Four separate international Overwatch World Cup events are on the horizon, with the massive finals event concluding at BlizzCon in November. Overwatch Contenders Season One will begin in August. The OGN Overwatch Apex is thriving in South Korea. The Overwatch League is coming.
Overwatch esports isn’t dying. This is just the beginning.
Blizzard’s progress thus far has been slow. Little information about Overwatch League has been released since it was announced at BlizzCon last year. The scene has felt stagnant as esports teams and tournament organizers wait for more information from Blizzard: Teams are being dropped, professional players are threatening to leave the scene, and the community is in a near-constant uproar. The Overwatch scene is quick to declare the game dead before it’s really even begun.
That’s not to say that frustration isn’t warranted. But we need to understand that a system like Overwatch League doesn’t emerge overnight. A lot of money is going into the new system—a lot of people are involved, and at its core, Blizzard is a corporation. It wants to ensure the system is stable. That takes time. Communication during this process, of course, could have been a lot better. Overwatch League’s projected start date—somewhere between July and September—is likely to come and go without the league actually beginning.
“Overwatch League got delayed, and thus we entered the phase of a deserted landscape,” Misfits player Jonathan “Reinforce” Larsson said in a Twitlonger post. “Organizations, rightly so, dropped their teams, as they were wasting more money on essentially only practicing with little to no exposure for the monthly cost of running an Overwatch team.”

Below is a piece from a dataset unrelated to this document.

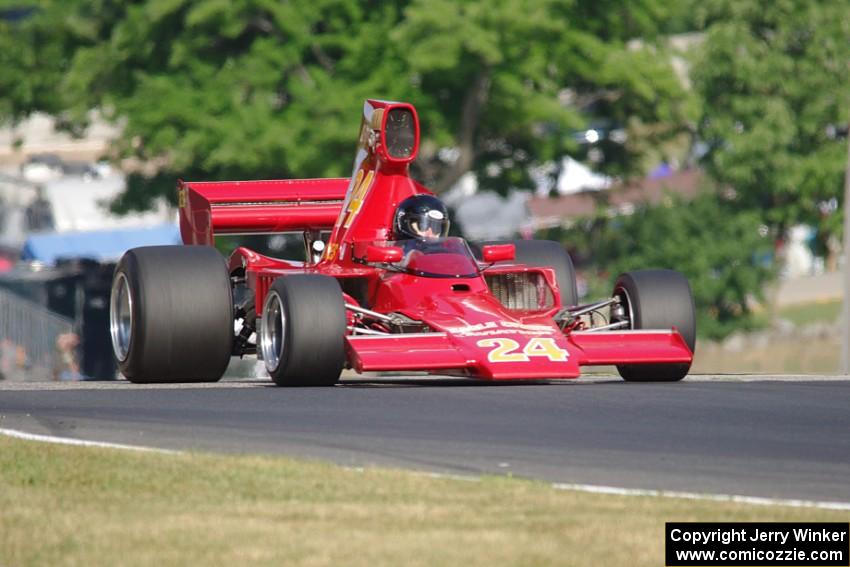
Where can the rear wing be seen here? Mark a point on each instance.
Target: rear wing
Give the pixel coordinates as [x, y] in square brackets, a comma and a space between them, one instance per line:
[254, 207]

The teams that exited Overwatch did not have the scene’s top-tier players or highest-performing teams—and many have admitted they’re likely not out of Overwatch forever. Growth is coming. The drought is entering its end. “[The upcoming tournament schedule is] the consistency we’ve all been waiting for, the support we’ve wanted, and the exposure for organizations we have been missing in the equation,” Reinforce added. “The bad times are behind us, so let’s not gloom about the past and instead look toward the future.”
But can Blizzard be trusted with the future of Overwatch League? Many don’t think so, based on its other esports titles. “[Overwatch League” is basically their last chance of making their own esport succeed like Riot,” Lunatic-Hai coach alwaysoov said in an on-stream Ask Me Anything event, translated by Reddit user TISrobin311. Alwaysoov pointed to Blizzard’s involvement in the StarCraft 2 scene—how it lived and then died. Tournaments were hard to organize, and Blizzard struggled to make timely balance changes. Sound familiar? The community points to these two issues in Overwatch, too.
Overwatch has the potential to become bigger than League of Legends, alwaysoov added, but things need to change with Blizzard’s need for control. Teams, tournament hosts, and Blizzard all need to work in harmony to ensure the success of the esport. Alwaysoov is of the mind that Blizzard is what’s failing, but Reinforce posted that Blizzard’s support is coming—just as we’ve asked.
“Blizzard won’t let Overwatch esports die before it even began,” Reinforce said. “We’ve just experienced the prelude.”
Transparency has been an issue with Overwatch’s developer, but that can change. Should Blizzard loosen its hold a bit, and continue to introduce both large-scale and small-scale events, Overwatch can thrive. The game isn’t dying. Sure, it’s been stagnant. This is just the beginning though. There’s still time to change—and Blizzard appears to be changing.
The wait for Overwatch League has been frustrating. That’s no secret. But let’s see what it is before deciding the game’s competitive scene is dead.